For a basic field stripping to clean the first couple times are intimidating. Youtube are your good friends to SEE how it is put back together. After a few times it starts to make sense and you start to know what you are doing. A full tear down isn't really needed to clean the internals if you have a spray type gun scrubber. I clean my Mklll 22/45 LITE thoroughly every 500-1000 rounds although more frequently when new. The Mkll's really need little modding and are shooters right out of the box. You made a good choice. The S&W Victory being new has had a few issues so you have sidestepped those problems too. I like the fit and feel of the Rugers also.


----------



## NLAlston (Nov 15, 2011)

Indigowolf said:


> For a basic field stripping to clean the first couple times are intimidating. Youtube are your good friends to SEE how it is put back together. After a few times it starts to make sense and you start to know what you are doing. A full tear down isn't really needed to clean the internals if you have a spray type gun scrubber. I clean my Mklll 22/45 LITE thoroughly every 500-1000 rounds although more frequently when new. The Mkll's really need little modding and are shooters right out of the box. You made a good choice. The S&W Victory being new has had a few issues so you have sidestepped those problems too. I like the fit and feel of the Rugers also.

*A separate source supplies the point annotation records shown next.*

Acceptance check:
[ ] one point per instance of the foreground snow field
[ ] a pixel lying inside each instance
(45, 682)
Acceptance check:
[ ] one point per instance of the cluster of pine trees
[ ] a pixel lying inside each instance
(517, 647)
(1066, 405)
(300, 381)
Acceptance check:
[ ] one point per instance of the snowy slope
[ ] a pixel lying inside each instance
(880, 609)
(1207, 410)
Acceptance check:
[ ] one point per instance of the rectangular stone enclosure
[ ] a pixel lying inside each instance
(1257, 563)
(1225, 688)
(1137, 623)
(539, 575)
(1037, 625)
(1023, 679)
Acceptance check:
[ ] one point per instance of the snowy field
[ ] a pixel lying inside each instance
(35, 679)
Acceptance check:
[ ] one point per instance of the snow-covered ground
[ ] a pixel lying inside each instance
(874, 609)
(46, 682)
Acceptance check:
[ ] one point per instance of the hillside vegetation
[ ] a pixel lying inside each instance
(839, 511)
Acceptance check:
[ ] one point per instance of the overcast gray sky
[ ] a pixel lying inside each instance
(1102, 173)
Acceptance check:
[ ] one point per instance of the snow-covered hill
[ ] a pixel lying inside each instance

Thanks, Indigowolf - and please forgive the elapsed time in responding to you. I've just been so crazy busy. Yes, my MKll is surely a favorite of mine, and I am so glad that I took the financial plunge, for mine.


----------



## Babbalou1956 (Sep 2, 2014)

Another option just became available. The new Ruger Mark 4.


----------



## Ratbstd (Jul 31, 2016)

Check out Gun Blast for a review of the MKIV


----------



## Shipwreck (Jan 26, 2006)

Yes, I'd get the Mark Iv when it comes out. The Mk III is a major pain in the but to take apart and put back together for cleaning. And when new, it even needs a rubber mallet.

I had a Buckmark before, because of this. I plan to buy a S&W Victory for my son in another couple years when he gets older.


----------



## NLAlston (Nov 15, 2011)

That Mark IV is pretty impressive, indeed. I won't get rid of my MKll, but I sure hope to wind up being the proud owner of one of those.


----------